Ferrari meltdown opens Russian Grand Prix door for Lewis Hamilton as he edges closer to sixth title
Lewis Hamilton took advantage of a Ferrari meltdown to win the Russian Grand Prix and tighten his grip on a sixth world championship.
In a calamitous few laps for Ferrari, the Italian team threw away a certain one-two finish after Sebastian Vettel broke down and Charles Leclerc dropped from first to third.
Valtteri Bottas followed team-mate Hamilton home at the Sochi Autodrome as Mercedes secured the full quota of points on a day to forget for those dressed in red.
Hamilton now leads Bottas in the championship by 73 points with just 130 remaining. Leclerc is 107 points behind the British driver.
Max Verstappen finished fourth ahead of Red Bull team-mate Alex Albon, who started last after he crashed out of qualifying.
"What an effort, guys," said a jubilant Hamilton on the radio. "What an incredible job. That is exactly what we needed. We never give up."
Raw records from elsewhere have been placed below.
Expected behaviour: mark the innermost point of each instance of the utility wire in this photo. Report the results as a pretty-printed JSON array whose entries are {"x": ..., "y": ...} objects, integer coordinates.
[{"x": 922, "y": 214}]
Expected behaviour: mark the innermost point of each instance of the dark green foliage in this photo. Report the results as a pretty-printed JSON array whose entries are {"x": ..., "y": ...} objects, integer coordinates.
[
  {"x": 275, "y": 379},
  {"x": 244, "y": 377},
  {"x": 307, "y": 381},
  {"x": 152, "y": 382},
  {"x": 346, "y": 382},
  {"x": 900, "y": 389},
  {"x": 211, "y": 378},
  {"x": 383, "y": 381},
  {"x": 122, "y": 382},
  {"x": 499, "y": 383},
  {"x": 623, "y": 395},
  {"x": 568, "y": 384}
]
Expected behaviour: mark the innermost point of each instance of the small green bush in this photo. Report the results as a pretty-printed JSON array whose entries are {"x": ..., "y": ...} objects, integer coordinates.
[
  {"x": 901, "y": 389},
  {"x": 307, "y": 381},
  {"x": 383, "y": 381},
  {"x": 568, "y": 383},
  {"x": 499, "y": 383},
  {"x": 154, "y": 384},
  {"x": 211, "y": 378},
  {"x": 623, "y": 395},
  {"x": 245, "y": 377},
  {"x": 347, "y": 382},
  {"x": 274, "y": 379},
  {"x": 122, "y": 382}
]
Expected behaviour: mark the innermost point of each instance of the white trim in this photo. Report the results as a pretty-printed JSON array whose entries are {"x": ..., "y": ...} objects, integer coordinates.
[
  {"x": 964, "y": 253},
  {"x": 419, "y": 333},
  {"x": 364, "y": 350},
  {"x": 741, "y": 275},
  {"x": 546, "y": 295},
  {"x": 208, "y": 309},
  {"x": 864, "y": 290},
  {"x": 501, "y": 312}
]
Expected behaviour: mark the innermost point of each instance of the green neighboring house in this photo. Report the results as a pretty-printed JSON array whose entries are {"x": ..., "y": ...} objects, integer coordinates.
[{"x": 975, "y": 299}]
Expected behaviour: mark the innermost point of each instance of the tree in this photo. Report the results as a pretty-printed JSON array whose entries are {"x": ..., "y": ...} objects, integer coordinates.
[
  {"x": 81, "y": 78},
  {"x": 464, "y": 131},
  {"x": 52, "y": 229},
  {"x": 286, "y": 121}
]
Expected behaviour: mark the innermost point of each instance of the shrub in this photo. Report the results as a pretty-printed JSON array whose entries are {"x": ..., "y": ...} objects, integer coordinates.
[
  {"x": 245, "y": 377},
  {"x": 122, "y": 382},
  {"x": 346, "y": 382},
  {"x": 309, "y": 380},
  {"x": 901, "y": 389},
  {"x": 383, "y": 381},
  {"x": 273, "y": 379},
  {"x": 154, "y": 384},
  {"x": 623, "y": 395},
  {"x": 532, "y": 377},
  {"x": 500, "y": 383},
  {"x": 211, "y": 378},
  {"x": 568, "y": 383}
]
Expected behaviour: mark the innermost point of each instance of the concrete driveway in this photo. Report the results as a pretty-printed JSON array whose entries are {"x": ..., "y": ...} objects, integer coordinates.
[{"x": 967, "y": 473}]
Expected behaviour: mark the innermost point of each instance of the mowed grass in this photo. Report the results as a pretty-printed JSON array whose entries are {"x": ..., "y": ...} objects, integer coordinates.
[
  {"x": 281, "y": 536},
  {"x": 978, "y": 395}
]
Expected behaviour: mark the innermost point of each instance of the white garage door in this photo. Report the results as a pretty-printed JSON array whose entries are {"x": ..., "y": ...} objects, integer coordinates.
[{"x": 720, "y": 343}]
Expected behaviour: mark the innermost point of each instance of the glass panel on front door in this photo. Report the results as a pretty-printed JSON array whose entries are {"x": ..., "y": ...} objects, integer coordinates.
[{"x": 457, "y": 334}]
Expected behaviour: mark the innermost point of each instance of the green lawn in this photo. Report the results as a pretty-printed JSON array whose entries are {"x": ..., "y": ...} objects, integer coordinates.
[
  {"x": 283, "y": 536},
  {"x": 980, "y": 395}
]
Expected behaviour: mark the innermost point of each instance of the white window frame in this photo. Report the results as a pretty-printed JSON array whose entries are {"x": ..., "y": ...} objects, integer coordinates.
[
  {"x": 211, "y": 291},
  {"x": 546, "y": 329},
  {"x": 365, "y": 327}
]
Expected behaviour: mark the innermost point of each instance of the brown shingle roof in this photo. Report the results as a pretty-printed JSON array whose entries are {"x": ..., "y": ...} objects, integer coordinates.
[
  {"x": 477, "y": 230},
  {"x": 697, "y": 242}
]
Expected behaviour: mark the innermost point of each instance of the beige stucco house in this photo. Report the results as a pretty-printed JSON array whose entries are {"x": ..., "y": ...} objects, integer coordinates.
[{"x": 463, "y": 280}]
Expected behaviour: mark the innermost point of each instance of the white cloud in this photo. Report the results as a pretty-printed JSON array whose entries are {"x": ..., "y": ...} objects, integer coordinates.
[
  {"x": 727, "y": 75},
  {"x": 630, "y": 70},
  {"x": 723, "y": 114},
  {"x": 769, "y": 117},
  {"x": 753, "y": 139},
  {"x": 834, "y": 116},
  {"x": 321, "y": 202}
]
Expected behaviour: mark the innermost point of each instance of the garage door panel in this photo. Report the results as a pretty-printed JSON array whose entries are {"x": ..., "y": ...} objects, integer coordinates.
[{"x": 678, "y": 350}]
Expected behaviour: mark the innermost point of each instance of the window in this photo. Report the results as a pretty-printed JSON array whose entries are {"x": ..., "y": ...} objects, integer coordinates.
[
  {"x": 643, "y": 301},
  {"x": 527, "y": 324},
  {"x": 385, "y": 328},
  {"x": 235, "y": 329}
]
Ferrari had already got themselves into a needless mess before Vettel retired with an engine failure on lap 28.
Vettel got the jump on pole-sitter Leclerc on the long drag down to the second corner here, but a curious pre-race arrangement had Leclerc calling for the roles to be reversed.
Seemingly it had been agreed that if Vettel benefited from the slipstream and moved ahead of Leclerc off the start line, he would have to concede the position.
Ferrari were on the radio to tell Vettel to let Leclerc by, but the four-time world champion resisted the order.
Leclerc protested from his cockpit. "You put me behind and I respected everything," he said. "We will talk later."
The Ferrari pit wall were on to Vettel again, but again the German did not want to budge, fearing that he would be exposed to Hamilton if he slowed down.
Leclerc was the first to stop on lap 22, but instead of calling in Vettel the next time around, as would be the expected protocol, Vettel was left on old tyres as his team-mate lit up the time sheets on new rubber.
Four laps after Leclerc pitted, Vettel was eventually stopped, and by the time he emerged he had fallen behind his team-mate and into a net second.
Ferrari had got their wish, but just moments after leaving the pits, Vettel broke down with an engine failure. "Bring back the f****** V12s," yelled Vettel with Ferrari blaming his retirement on the hybrid technology.
It was then to get worse for the Scuderia. With Vettel's broken down machine in a precarious position, the virtual safety car was deployed to slow down the field, allowing Hamilton, who had yet to pit, a free stop for tyres and the lead of the race.
George Russell then crashed out in his Williams and the full safety car was put on track. Ferrari decided to stop Leclerc and put him on new tyres for the remaining 20 laps.
But their decision saw him lose a position to Bottas, and on a track where overtaking is nigh-on impossible, Leclerc was unable to pass the Mercedes driver.
Hamilton crossed the line 3.8 seconds clear of his team-mate to claim his ninth win of the season and end Ferrari's three-round winning streak.
"It is incredible to have this result considering how quick (Ferrari) were off the start," said Hamilton.
"To keep up with them was an incredibly hard task."
Reflecting on his probable sixth title, the Mercedes driver added: "I try not to think about the championship and take it one race at a time.
"We don't want to stumble. It feels like a long time coming, but the first time, too, so that is why this win is special."
Leclerc added: "I will always trust the team but the tactic was me giving the slipstream and for us to be one-two, which happened, but then I don't know.
"I need to speak to the team to know the situation better."